Mage Knight is a beastly game. It takes the basic idea of a deck building game and expands it into a huge and involved and brutally hard fantasy game. You can do co-op scenarios or you can kill each other. In my experience, it's best with 3 players, and a game usually takes about 4 hours, so it might not be great for a social gathering, but it's worth trying.
Mansions of Madness is probably the best of the Lovecraft genre of board games. The storytelling element is in the forefront, and gameplay is much more straightforward than Arkham Horror.
Last Night On Earth is solid, but if you can find it, Invasion from Outer Space is better. It's essentially the same game with a funner theme and more interesting scenarios (there's an unstoppable beast that is only weak to the smell of cabbage and a dancing bear that get extra bonuses when riding a unicycle). The same company also makes Touch of Evil, which is about an 18th century town fighting off folktale horrors like werewolves and the headless horseman.
Eclipse is a fun one, all about space exploration and combat with tons of flexibility about how you want to build and equip your fleet. Alien Frontiers is space themed but is essentially a worker placement game with tons of dice rolling (I love dice rolling), and it is probably my favorite game.
If you're trying to get one big group game, Battlestar Galactica is good, but avoid the expansions. They ruin everything.

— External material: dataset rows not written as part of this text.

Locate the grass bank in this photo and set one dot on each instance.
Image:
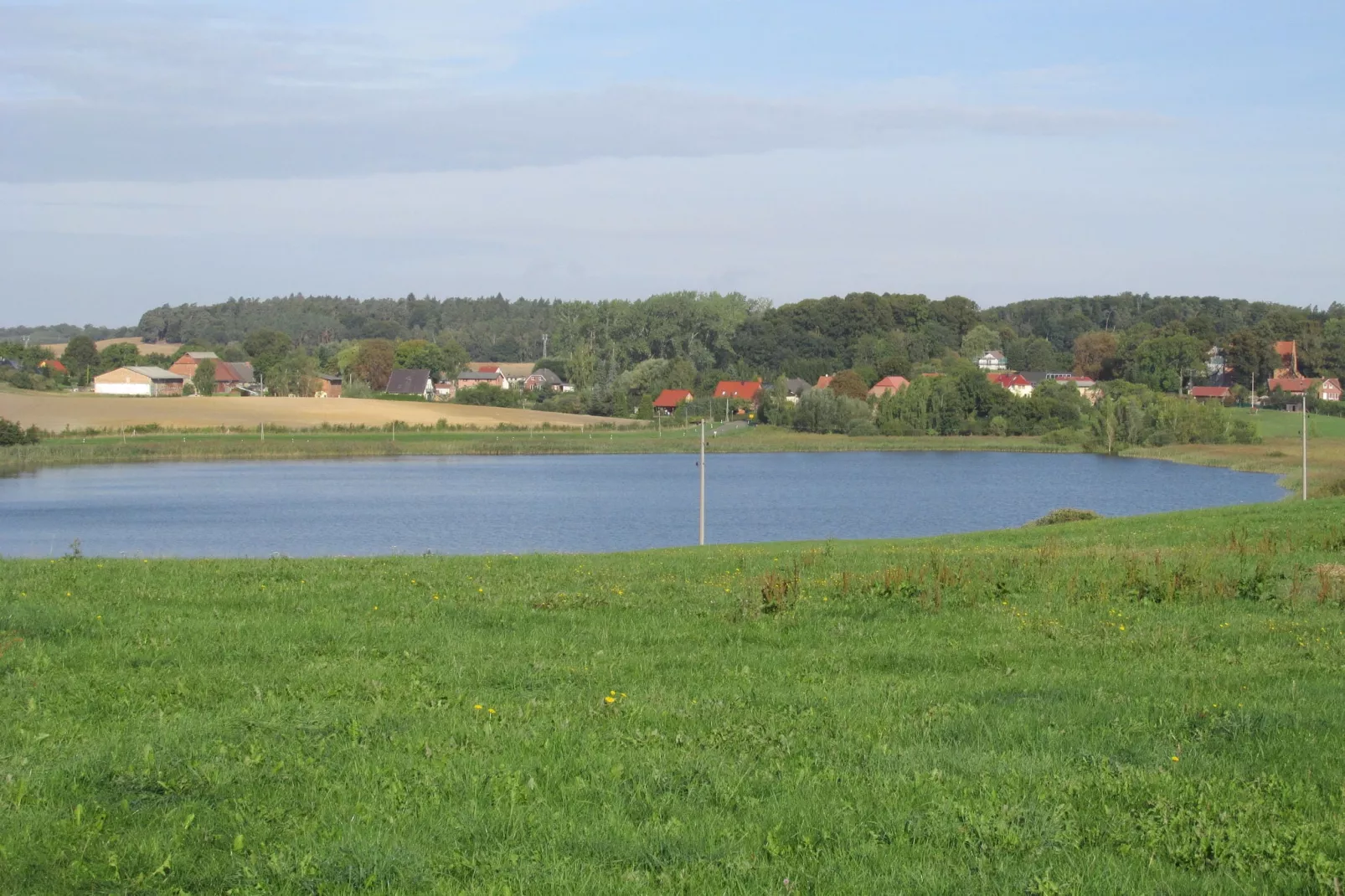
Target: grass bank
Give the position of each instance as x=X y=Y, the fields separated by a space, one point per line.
x=1131 y=705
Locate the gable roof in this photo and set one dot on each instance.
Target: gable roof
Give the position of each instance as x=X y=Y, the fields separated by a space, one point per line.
x=1296 y=385
x=889 y=384
x=672 y=397
x=408 y=383
x=747 y=390
x=157 y=373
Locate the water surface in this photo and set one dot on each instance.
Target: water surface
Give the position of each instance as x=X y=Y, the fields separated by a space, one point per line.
x=577 y=502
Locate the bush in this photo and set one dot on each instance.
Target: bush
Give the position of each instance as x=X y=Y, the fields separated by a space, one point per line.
x=1065 y=514
x=13 y=434
x=490 y=396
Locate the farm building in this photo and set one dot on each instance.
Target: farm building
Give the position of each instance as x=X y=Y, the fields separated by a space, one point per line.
x=993 y=362
x=670 y=399
x=544 y=379
x=139 y=381
x=1017 y=384
x=470 y=378
x=888 y=386
x=410 y=383
x=331 y=386
x=1212 y=393
x=744 y=390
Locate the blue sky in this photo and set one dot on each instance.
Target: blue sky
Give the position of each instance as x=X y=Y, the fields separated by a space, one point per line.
x=162 y=151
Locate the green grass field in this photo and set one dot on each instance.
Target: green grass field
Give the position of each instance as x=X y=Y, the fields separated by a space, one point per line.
x=1280 y=424
x=1138 y=705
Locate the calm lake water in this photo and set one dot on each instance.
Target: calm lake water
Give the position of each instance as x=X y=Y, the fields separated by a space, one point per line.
x=575 y=503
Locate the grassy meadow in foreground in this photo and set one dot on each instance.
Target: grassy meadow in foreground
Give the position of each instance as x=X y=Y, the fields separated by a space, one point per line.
x=1131 y=705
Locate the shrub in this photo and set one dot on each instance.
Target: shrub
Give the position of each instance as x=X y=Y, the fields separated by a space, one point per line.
x=1065 y=514
x=13 y=434
x=490 y=396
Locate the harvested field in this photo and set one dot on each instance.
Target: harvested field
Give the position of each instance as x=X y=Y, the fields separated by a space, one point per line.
x=146 y=348
x=57 y=410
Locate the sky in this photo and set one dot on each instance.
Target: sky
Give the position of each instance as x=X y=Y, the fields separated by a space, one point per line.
x=182 y=151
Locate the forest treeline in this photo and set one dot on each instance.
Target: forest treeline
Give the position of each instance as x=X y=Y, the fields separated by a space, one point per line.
x=880 y=334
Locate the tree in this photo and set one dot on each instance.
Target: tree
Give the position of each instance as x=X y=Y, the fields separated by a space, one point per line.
x=419 y=354
x=1095 y=354
x=266 y=348
x=374 y=362
x=1251 y=355
x=978 y=341
x=13 y=434
x=119 y=354
x=204 y=378
x=849 y=384
x=81 y=357
x=452 y=355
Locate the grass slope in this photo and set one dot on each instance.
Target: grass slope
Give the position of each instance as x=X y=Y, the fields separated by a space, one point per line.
x=1131 y=705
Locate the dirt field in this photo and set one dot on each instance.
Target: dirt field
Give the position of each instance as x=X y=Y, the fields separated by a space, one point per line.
x=146 y=348
x=57 y=410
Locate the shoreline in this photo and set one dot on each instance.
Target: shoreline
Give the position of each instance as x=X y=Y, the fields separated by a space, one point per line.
x=1278 y=456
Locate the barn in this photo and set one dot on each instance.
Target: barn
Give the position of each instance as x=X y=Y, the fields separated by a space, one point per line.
x=139 y=381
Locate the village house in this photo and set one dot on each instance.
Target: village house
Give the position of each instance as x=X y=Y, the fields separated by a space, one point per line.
x=544 y=379
x=410 y=383
x=1222 y=394
x=139 y=381
x=470 y=378
x=331 y=386
x=888 y=386
x=993 y=362
x=1017 y=384
x=743 y=390
x=670 y=399
x=1287 y=353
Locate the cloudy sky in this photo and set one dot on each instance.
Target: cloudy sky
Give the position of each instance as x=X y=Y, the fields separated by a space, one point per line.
x=168 y=151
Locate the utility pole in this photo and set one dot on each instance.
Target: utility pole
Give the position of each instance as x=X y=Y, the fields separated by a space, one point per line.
x=1306 y=389
x=703 y=483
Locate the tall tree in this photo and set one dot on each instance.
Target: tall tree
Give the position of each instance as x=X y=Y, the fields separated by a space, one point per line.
x=1095 y=354
x=374 y=362
x=204 y=378
x=81 y=357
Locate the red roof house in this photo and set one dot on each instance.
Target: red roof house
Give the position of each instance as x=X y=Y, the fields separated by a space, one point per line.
x=670 y=399
x=747 y=390
x=1293 y=385
x=1017 y=384
x=888 y=386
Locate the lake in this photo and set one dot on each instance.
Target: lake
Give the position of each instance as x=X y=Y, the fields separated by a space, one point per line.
x=575 y=503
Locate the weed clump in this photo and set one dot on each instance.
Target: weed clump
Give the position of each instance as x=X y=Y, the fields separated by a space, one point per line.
x=1064 y=514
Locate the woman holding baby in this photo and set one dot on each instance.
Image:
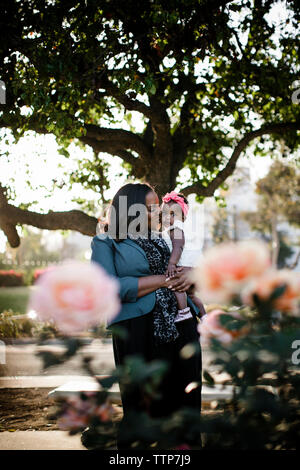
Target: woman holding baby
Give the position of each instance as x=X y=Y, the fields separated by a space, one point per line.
x=145 y=252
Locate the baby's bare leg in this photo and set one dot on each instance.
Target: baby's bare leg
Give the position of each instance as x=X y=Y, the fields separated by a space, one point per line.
x=181 y=300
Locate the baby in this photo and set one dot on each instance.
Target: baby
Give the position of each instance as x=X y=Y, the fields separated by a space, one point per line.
x=174 y=211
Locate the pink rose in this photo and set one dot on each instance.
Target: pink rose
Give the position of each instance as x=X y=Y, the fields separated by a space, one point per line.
x=264 y=286
x=226 y=268
x=211 y=327
x=75 y=296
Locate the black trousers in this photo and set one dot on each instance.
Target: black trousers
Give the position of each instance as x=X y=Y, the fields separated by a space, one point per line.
x=182 y=371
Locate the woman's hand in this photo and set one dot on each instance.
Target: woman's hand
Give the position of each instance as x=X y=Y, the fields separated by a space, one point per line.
x=181 y=281
x=171 y=270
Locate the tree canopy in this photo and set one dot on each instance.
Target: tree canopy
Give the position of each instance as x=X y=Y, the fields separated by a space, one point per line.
x=206 y=77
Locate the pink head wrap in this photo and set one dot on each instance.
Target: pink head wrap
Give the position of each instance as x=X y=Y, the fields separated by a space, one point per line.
x=173 y=196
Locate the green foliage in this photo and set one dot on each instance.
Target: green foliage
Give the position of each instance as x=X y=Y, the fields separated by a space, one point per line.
x=12 y=327
x=14 y=298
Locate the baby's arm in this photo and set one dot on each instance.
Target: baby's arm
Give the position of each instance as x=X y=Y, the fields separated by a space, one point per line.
x=177 y=238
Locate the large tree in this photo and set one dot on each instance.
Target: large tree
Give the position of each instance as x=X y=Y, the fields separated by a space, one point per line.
x=278 y=201
x=207 y=78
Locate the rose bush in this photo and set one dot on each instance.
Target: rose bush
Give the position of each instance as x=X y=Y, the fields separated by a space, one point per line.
x=250 y=340
x=75 y=296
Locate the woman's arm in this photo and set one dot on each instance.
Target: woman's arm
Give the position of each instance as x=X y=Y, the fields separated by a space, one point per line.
x=149 y=284
x=131 y=287
x=181 y=282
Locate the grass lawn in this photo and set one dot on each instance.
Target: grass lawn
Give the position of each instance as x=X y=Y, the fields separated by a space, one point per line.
x=14 y=298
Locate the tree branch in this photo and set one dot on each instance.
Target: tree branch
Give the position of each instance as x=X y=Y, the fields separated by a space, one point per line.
x=116 y=138
x=11 y=216
x=209 y=190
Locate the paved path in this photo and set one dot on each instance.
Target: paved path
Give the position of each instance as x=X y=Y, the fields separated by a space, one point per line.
x=39 y=440
x=21 y=360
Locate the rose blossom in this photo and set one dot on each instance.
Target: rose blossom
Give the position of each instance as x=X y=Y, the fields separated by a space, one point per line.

If you like Resistance, Ultimate Werewolf takes it to the next level with tons of extra roles outside the basic werewolf/villager dichotomy and a much stronger element of bluffing and reading people as opposed to Resistance's more logic-based reasoning.
Sentinels of the Multiverse is a fun superhero themed card game with a few expansions available now, which leads to a ton of replay value between the 20 or so heroes, 10 villains, and 10 venues to have the fight. Between the expansions and the base set, you could get two or three games of this going simultaneously.
Descent and its more family friendly cousin Mice and Mystics offer a sort of campaign with prepared storylines and chapters and level ups and DMs and stuff if your group is up for a long term project. I like Mice and Mystics more just for how fun the theme is.